Het krachtige epidemie verhaal heeft in het huidige, onzekere post-elf-september tijdperk nog een veel bredere werking gekregen met als gevolg dat we tegenwoordig we overal nieuwe epidemieën menen waar te nemen. Dat wil zeggen: als een bestaande conditie tot ziekte wordt gedefinieerd, zien we vervolgens overal gevallen opduiken en is de epidemie al snel een feit. Zo is er sprake van een ‘obesitas epidemie’ of van autisme ‘dat epidemische proporties’ begint aan te nemen. Daarmee activeren we het hele dreigingsverhaal met bijbehorende urgentie en bestaat de kans dat we de metafoor voor de werkelijkheid gaan aanzien.
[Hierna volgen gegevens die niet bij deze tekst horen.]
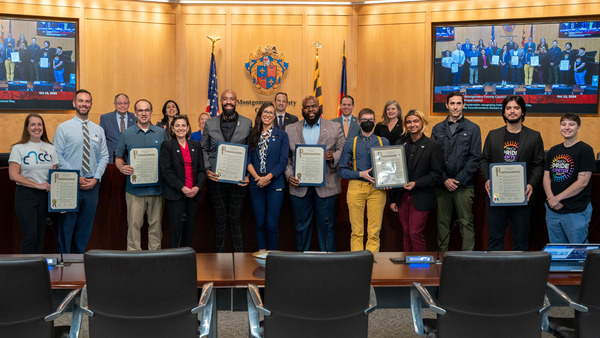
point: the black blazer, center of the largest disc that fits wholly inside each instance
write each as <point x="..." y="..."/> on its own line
<point x="173" y="169"/>
<point x="531" y="151"/>
<point x="426" y="172"/>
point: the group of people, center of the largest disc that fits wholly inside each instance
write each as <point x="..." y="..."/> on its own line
<point x="440" y="173"/>
<point x="516" y="64"/>
<point x="34" y="63"/>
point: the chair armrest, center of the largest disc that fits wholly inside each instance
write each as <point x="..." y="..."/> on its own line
<point x="255" y="308"/>
<point x="61" y="308"/>
<point x="418" y="292"/>
<point x="576" y="306"/>
<point x="372" y="301"/>
<point x="207" y="305"/>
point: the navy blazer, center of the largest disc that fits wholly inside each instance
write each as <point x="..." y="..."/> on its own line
<point x="112" y="130"/>
<point x="173" y="168"/>
<point x="277" y="159"/>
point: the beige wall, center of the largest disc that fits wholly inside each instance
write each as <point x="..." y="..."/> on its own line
<point x="160" y="51"/>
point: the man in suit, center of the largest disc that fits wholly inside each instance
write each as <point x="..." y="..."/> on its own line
<point x="227" y="198"/>
<point x="349" y="122"/>
<point x="80" y="145"/>
<point x="512" y="143"/>
<point x="283" y="119"/>
<point x="115" y="122"/>
<point x="309" y="200"/>
<point x="147" y="199"/>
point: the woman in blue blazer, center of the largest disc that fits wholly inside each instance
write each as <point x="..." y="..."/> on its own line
<point x="267" y="159"/>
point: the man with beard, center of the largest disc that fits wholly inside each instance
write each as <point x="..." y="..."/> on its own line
<point x="461" y="145"/>
<point x="80" y="145"/>
<point x="356" y="166"/>
<point x="512" y="143"/>
<point x="227" y="198"/>
<point x="320" y="201"/>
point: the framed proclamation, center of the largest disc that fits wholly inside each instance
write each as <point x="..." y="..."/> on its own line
<point x="145" y="163"/>
<point x="64" y="190"/>
<point x="389" y="166"/>
<point x="231" y="162"/>
<point x="309" y="165"/>
<point x="508" y="183"/>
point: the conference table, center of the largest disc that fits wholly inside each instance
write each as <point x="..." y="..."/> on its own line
<point x="237" y="270"/>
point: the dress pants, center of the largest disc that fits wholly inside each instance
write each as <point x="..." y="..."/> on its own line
<point x="228" y="200"/>
<point x="359" y="193"/>
<point x="266" y="203"/>
<point x="137" y="206"/>
<point x="182" y="219"/>
<point x="498" y="217"/>
<point x="460" y="200"/>
<point x="323" y="210"/>
<point x="413" y="224"/>
<point x="75" y="228"/>
<point x="31" y="206"/>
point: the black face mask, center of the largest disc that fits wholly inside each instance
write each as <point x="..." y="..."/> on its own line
<point x="367" y="126"/>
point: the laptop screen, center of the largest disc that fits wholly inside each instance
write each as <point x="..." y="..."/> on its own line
<point x="569" y="252"/>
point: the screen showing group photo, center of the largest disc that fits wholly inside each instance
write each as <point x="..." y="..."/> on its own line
<point x="553" y="65"/>
<point x="38" y="69"/>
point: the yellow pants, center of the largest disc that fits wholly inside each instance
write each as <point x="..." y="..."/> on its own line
<point x="10" y="70"/>
<point x="359" y="193"/>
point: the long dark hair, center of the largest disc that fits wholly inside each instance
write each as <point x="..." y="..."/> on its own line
<point x="257" y="128"/>
<point x="25" y="135"/>
<point x="165" y="119"/>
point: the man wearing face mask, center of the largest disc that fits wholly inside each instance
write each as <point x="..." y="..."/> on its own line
<point x="320" y="201"/>
<point x="355" y="165"/>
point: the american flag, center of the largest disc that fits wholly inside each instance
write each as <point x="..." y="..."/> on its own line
<point x="212" y="104"/>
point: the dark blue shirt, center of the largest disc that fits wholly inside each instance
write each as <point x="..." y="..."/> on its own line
<point x="363" y="156"/>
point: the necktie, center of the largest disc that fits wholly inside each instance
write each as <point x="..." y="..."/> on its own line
<point x="122" y="123"/>
<point x="346" y="127"/>
<point x="85" y="161"/>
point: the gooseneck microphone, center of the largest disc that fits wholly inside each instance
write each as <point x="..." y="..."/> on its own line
<point x="452" y="227"/>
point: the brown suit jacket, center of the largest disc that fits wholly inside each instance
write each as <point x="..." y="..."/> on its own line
<point x="332" y="137"/>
Alcabes rekent autisme tot deze ‘imaginaire epidemieën’. Er is geen sprake van toename van autisme, maar van almaar breder worden definities van het ‘autistisch spectrum’, het steeds beter herkennen van mogelijke ‘signalen’ voor autisme en de veronderstelde ziektewinst (speciaal onderwijs en therapieën). De opmars van autisme maakt duidelijk hoe krachtig de epidemie als verhaal is en hoe weinig ‘ziekte’ er aan ten grondslag hoeft te liggen: soms is de retoriek voldoende om de dynamiek van een epidemie op gang te brengen. Maar ook bij de epidemieën die wel een traceerbare oorzaak hebben zoals een griepvirus overwoekert het grote doemscenario de feiten en de risico’s. Intussen accepteren we tal van andere ziektes die mondiaal miljoenen slachtoffers eisen als een gegeven, maar die vormen dan ook geen bedreiging (meer) voor de Westerse wereld. Door de angst voor de epidemie in een bredere cultuurhistorische context te plaatsen levert Dread een krachtig pleidooi voor relativering. En dat is hard nodig in tijden waarin de angst voor de epidemie epidemische vormen aanneemt.

Peter Vasterman

Philip Alcabes, Dread. How fear and fantasy have fueled epidemics from the black death to avian flu.
Uitgegeven door Public Affairs in New York. 312 pagina’s, $26,95.